Dixon’s face fell into the lines of habitual pain that it had always assumed of late years whenever he was thinking or remembering anything.
“They must ne’er ha’ reason to speak ill of the dead, that’s for certain,” said he. “The Wilkinses have been respected in Hamley all my lifetime, and all my father’s before me, and — surely, missy, there’s ways and means of tying tenants up from alterations both in the house and out of it, and I’d beg the trustees, or whatever they’s called, to be very particular, if I was you, and not have a thing touched either in the house, or the gardens, or the meadows, or the stables. I think, wi’ a word from you, they’d maybe keep me on i’ the stables, and I could look after things a bit; and the Day o’ Judgment will come at last, when all our secrets will be made known wi’out our having the trouble and the shame o’ telling ’em. I’m getting rayther tired o’ this world, Miss Ellinor.”
“Don’t talk so,” said Ellinor, tenderly. “I know how sad it is, but, oh! remember how I shall want a friend when you’re gone, to advise me as you have done today. You’re not feeling ill, Dixon, are you?” she continued, anxiously.
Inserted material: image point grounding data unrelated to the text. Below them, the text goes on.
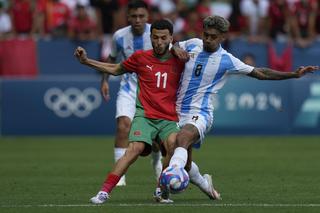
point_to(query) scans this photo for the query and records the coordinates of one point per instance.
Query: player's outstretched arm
(270, 74)
(112, 69)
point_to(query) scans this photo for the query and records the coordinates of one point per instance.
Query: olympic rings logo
(72, 101)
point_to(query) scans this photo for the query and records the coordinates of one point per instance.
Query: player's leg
(167, 136)
(203, 182)
(186, 137)
(131, 155)
(156, 157)
(121, 141)
(125, 109)
(141, 131)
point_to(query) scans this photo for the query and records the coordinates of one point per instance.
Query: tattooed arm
(270, 74)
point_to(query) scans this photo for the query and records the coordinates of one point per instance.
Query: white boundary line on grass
(265, 205)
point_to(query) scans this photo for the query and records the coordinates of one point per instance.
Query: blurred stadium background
(46, 97)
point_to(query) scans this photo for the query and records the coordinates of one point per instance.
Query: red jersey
(158, 82)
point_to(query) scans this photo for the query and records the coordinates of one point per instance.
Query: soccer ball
(174, 179)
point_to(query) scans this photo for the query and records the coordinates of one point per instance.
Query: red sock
(110, 183)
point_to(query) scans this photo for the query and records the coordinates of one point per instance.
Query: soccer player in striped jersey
(158, 73)
(205, 73)
(125, 42)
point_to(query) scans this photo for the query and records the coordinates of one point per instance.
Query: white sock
(179, 157)
(118, 153)
(156, 163)
(156, 157)
(196, 178)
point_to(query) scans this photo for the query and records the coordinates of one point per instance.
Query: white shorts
(203, 124)
(126, 99)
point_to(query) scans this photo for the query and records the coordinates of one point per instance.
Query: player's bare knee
(184, 138)
(134, 150)
(123, 125)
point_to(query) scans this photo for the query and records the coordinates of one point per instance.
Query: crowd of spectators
(256, 20)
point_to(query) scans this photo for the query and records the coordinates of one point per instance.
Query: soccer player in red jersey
(158, 74)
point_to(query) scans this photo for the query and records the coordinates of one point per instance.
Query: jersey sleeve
(132, 63)
(238, 66)
(114, 46)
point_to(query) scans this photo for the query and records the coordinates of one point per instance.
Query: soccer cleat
(210, 191)
(122, 181)
(161, 197)
(100, 198)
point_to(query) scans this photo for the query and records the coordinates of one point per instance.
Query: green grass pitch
(253, 174)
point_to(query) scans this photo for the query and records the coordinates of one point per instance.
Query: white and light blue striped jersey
(124, 44)
(204, 74)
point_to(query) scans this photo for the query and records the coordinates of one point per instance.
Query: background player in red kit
(158, 74)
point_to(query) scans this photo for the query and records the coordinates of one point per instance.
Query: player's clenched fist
(81, 54)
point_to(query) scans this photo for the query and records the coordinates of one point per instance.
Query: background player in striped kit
(206, 71)
(125, 42)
“No! I’m hearty enough, and likely for t’ live. Father was eighty-one, and mother above the seventies, when they died. It’s only my heart as is got to feel so heavy; and as for that matter, so is yours, I’ll be bound. And it’s a comfort to us both if we can serve him as is dead by any care of ours, for he were such a bright handsome lad, with such a cheery face, as never should ha’ known shame.”
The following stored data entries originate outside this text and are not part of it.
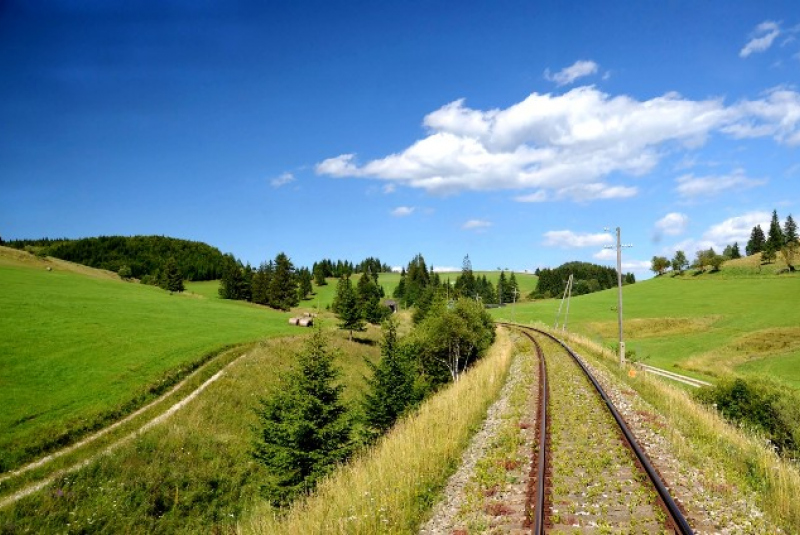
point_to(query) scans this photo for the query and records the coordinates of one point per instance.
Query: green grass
(711, 310)
(77, 350)
(192, 474)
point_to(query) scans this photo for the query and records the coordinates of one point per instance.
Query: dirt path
(34, 487)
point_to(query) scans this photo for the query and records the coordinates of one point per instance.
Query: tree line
(779, 240)
(326, 268)
(420, 286)
(280, 285)
(586, 278)
(139, 257)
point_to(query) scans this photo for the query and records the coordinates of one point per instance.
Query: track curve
(675, 518)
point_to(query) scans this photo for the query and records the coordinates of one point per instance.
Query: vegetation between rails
(377, 494)
(506, 455)
(702, 438)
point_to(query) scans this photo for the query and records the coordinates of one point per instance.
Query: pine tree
(756, 242)
(319, 274)
(347, 306)
(791, 246)
(399, 292)
(390, 390)
(260, 285)
(465, 282)
(283, 285)
(501, 288)
(775, 239)
(513, 289)
(231, 285)
(173, 280)
(304, 287)
(735, 252)
(304, 428)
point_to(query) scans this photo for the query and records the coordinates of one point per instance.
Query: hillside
(145, 256)
(80, 346)
(734, 320)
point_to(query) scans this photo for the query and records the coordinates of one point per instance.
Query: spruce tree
(347, 306)
(791, 245)
(513, 289)
(756, 242)
(501, 288)
(172, 278)
(790, 230)
(260, 285)
(304, 429)
(283, 285)
(390, 390)
(775, 239)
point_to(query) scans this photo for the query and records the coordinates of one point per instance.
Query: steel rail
(677, 519)
(542, 456)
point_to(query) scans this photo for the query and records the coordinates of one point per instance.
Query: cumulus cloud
(476, 224)
(672, 224)
(566, 239)
(568, 75)
(763, 37)
(282, 180)
(691, 186)
(403, 211)
(567, 146)
(720, 235)
(736, 229)
(605, 254)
They rode on without much more speaking. Ellinor was silently planning for Dixon, and he, not caring to look forward to the future, was bringing up before his fancy the time, thirty years ago, when he had first entered the elder Mr. Wilkins’s service as stable-lad, and pretty Molly, the scullery-maid, was his daily delight. Pretty Molly lay buried in Hamley churchyard, and few living, except Dixon, could have gone straight to her grave.